Rick est en lien presque charnel avec la terre. Il la regarde avec fascination et est à son écoute. Il faut voir comme il parle de son allée de gravier, de ce qu'elle représente, de ce qu'elle permet. Rien de mystique. Juste un sens du proche, du détail, du monde qui nous entoure. Et c'est la grande force, pour moi, de ce roman : il prend aux tripes tellement il nous fait ressentir les paysages, les êtres. le côté hard-science, les équations mathématiques ou autre ne sont que des toiles de fond, presque des MacGuffin. D'ailleurs, quand on les évoque, c'est leur mystère qui ressort. Elles permettent juste d'évoquer quelque chose de plus grand : notre place dans l'univers, notre capacité à aller jusqu'au bout de nos désirs. Mais on ne les comprend pas. Comme les dessins (superbes) qui servent de moyen de communication aux extra-terrestres du Premier contact de Denis Villeneuve (2016). Et là aussi, elles ne sont pas que ce que nous voyons au premier abord. Une autre dimension s'y cache.

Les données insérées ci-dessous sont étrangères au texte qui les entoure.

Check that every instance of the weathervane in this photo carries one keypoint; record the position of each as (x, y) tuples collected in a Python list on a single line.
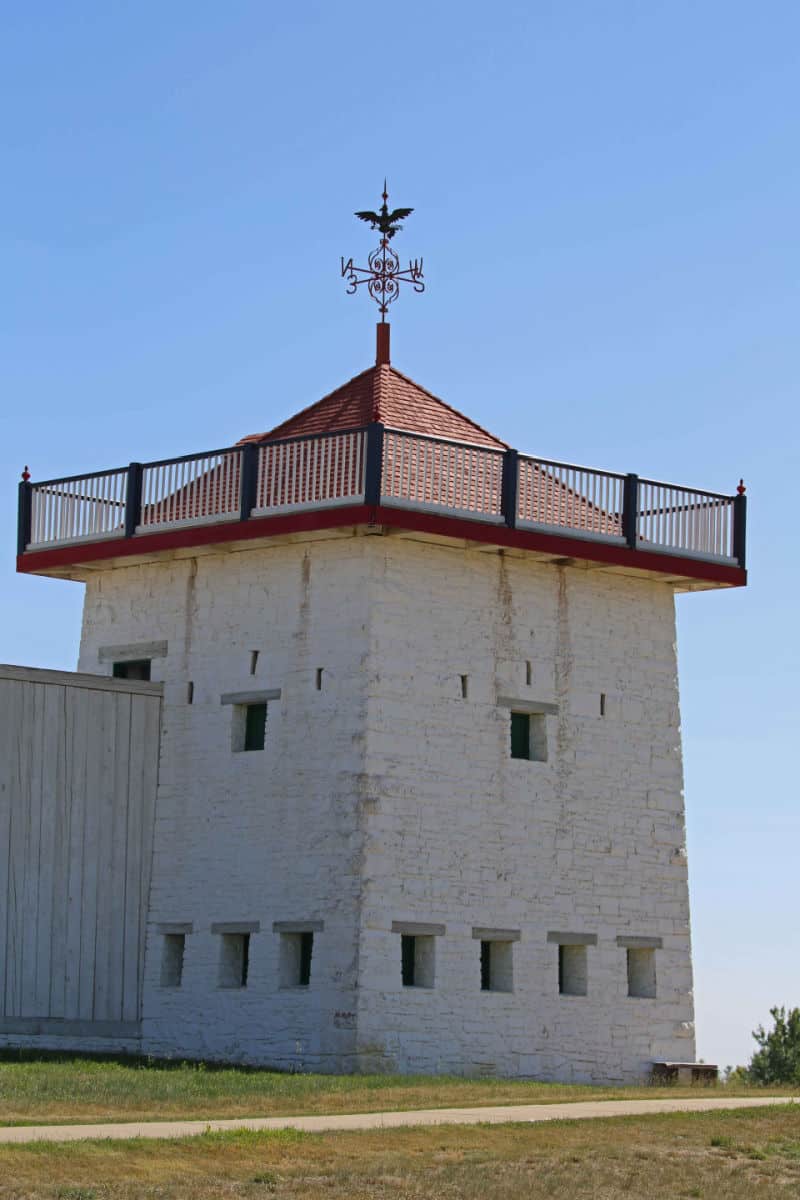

Je ne sais pas si L'Affaire Crystal Singer m'a fait voyager dans les étoiles, mais ce roman m'a fait vivre intensément les distances pendant ses presque trois cents pages. Et il m'a donné l'impression de ressentir les éléments qui m'entourent autrement, comme à travers des sens amplifiés. de les vivre plus intensément. Et il m'a enfin offert une histoire d'amour forte et impressionnante de finesse, de retenue. Une superbe expérience de lecture.